Stipa ucrainica

Scientific classification
- Kingdom: Plantae
- Clade: Tracheophytes
- Clade: Angiosperms
- Clade: Monocots
- Clade: Commelinids
- Order: Poales
- Family: Poaceae
- Subfamily: Pooideae
- Genus: Stipa
- Species: S. ucrainica
- Binomial name: Stipa ucrainica P.A.Smirn.
- Synonyms: Stipa krascheninnikowii Roshev. ; Stipa zalesskii subsp. ucrainica (P.A.Smirn.) Tzvelev ;

= Stipa ucrainica =

- Authority: P.A.Smirn.

Species of plant

Stipa ucrainica is a species of flowering plant in the grass family Poaceae, native from North Macedonia to Kazakhstan and the Caucasus. It was first described in 1926.

==Taxonomy==
===Original Description===
The following account is translated from the original Latin protologue by Paul Smirnov (1926):

Plants pale green or somewhat glaucous. Tufts dense, up to 15 cm in basal diameter, usually abundantly leafy, partly covered by old sheaths that are pale brown. Culms 3‑noded, 30–60 cm tall, numerous, more rarely few, as usual overtopping the leaves. Sheaths longer than the internodes, typically uncolored, appressed to the culm, all glabrous, smooth or in the upper part ± scabrous. Leaf blades capillary or bristle‑like, 0.4–0.6 mm in diameter, apex ± gradually acuminate but not attenuated into a very fine mucro; externally scabrous with prickles and densely covered with subappressed aculeiform and setuliform hairs (0.07–0.26 mm long), more rarely only scabrous (especially in autumnal specimens), very rough, without spreading soft hairs; inner surface with short appressed hairs. Ligule of innovation leaves 1–3 mm long, acuminate or tridentate; ligule of culm leaves 2–4 mm long. Glumes nearly equal, 45–65 mm long. Lower lemma 17–21 mm long, with seven lines of hairs, of which two marginal lines 2–4 mm do not reach the apex, more rarely continued to the awn. Awn entire, up to 400 mm long. Flowers mostly chasmogamous.

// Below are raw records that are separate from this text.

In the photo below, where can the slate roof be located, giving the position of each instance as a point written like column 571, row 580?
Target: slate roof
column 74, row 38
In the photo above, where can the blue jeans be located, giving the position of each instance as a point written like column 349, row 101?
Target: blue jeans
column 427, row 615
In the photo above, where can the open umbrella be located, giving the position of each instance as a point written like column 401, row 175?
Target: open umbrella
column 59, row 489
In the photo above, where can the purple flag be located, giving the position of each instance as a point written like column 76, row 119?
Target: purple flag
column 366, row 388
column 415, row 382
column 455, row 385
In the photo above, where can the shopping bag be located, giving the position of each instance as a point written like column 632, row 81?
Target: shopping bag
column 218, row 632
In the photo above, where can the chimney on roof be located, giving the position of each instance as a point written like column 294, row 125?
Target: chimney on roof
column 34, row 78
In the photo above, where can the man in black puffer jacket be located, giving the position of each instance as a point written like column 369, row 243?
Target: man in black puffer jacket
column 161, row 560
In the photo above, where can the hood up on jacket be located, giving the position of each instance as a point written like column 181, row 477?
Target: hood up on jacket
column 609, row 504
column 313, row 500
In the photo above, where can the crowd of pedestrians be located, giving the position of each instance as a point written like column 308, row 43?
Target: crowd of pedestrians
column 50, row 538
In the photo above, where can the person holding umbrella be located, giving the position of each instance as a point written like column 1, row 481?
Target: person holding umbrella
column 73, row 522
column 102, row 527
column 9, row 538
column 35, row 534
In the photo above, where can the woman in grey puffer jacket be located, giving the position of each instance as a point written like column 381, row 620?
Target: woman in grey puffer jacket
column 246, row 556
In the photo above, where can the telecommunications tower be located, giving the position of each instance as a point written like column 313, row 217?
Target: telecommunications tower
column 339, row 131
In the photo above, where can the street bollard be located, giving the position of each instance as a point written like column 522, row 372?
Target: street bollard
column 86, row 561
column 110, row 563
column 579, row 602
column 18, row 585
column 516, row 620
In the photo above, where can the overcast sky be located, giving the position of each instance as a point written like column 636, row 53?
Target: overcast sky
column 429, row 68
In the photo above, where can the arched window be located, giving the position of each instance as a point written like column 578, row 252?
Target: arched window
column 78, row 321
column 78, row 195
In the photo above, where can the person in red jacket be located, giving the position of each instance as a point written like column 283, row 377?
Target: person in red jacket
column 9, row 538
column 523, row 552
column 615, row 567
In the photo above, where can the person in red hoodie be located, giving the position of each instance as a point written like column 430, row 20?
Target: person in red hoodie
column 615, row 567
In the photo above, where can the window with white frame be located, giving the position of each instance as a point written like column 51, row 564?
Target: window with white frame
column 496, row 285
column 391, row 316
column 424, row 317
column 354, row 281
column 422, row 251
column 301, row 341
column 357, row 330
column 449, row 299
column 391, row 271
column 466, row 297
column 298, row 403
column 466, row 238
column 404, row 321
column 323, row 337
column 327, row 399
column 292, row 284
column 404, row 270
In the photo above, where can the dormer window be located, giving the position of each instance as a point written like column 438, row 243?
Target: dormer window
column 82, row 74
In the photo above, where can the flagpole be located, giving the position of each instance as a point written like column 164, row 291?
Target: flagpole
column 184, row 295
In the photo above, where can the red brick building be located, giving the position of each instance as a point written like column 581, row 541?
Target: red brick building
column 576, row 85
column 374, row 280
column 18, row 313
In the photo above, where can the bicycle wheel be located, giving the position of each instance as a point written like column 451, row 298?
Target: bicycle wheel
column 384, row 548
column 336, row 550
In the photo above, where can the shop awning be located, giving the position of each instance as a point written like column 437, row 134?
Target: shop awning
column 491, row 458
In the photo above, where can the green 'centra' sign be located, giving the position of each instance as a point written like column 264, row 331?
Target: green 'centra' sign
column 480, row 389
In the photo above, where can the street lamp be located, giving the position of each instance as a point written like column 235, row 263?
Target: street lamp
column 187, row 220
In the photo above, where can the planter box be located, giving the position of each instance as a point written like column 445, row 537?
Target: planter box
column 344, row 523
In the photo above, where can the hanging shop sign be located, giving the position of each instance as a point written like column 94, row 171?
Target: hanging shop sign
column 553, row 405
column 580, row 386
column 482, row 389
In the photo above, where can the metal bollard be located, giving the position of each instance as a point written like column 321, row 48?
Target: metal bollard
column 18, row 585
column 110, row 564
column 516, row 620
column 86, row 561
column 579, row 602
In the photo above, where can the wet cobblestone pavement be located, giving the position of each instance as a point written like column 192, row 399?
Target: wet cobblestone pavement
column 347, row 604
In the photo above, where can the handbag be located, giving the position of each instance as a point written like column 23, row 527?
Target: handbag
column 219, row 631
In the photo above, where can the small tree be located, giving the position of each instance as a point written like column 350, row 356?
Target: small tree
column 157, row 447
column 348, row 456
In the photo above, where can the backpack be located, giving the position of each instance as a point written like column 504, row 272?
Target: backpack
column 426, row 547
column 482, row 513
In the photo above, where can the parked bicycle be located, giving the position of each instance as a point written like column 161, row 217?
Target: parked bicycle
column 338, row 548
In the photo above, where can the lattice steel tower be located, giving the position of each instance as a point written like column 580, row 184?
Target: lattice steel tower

Very close to Stipa rubens, from which it differs by its dense, abundantly leafy tufts, capillary leaves, glabrous uncolored sheaths, and hair lines on the lemma usually not reaching the awn. From S. dasyphylla it differs by narrower leaves and absence of spreading pubescence; from S. stenophylla (= S. tirsa) it is distinguished by the rather long ligule of the innovation leaves.

Habitat: In the southern provinces of Ukraine and also in the Don region of European Russia, where it grows abundantly in the steppes of the southern black‑earth zone and chestnut soils; also in the steppe regions of the Taurian peninsula and northern Caucasus. In Turkestan apparently rare or very rare; no specimens seen from Siberia.

== Type specimens ==
The species Stipa ucrainica was described by P.A. Smirnov (1926), based on material collected by B. Alehin in Ukraine. The protologue cites the type locality as Ekaterinoslav province, Alexandrovsk district, near Mirgorodovka, on the southern steppe slope of the valley “Prunosae.”

- Holotype: Moscow State University Herbarium (MW), accession MW0591232.
- Isotypes: MW0591233–MW0591236 (Moscow University Herbarium).
- Collector: B. Alehin.
- Repository: MW (Moscow University Herbarium).

A later name, Stipa krascheninnikowii Roshev. (1928), is considered a heterotypic synonym of S. ucrainica. Its type specimen is deposited at the Harvard University Herbaria (GH), barcode GH00024487, collected in Kazakhstan by M.M. Ilyin & M.N. Abramchik.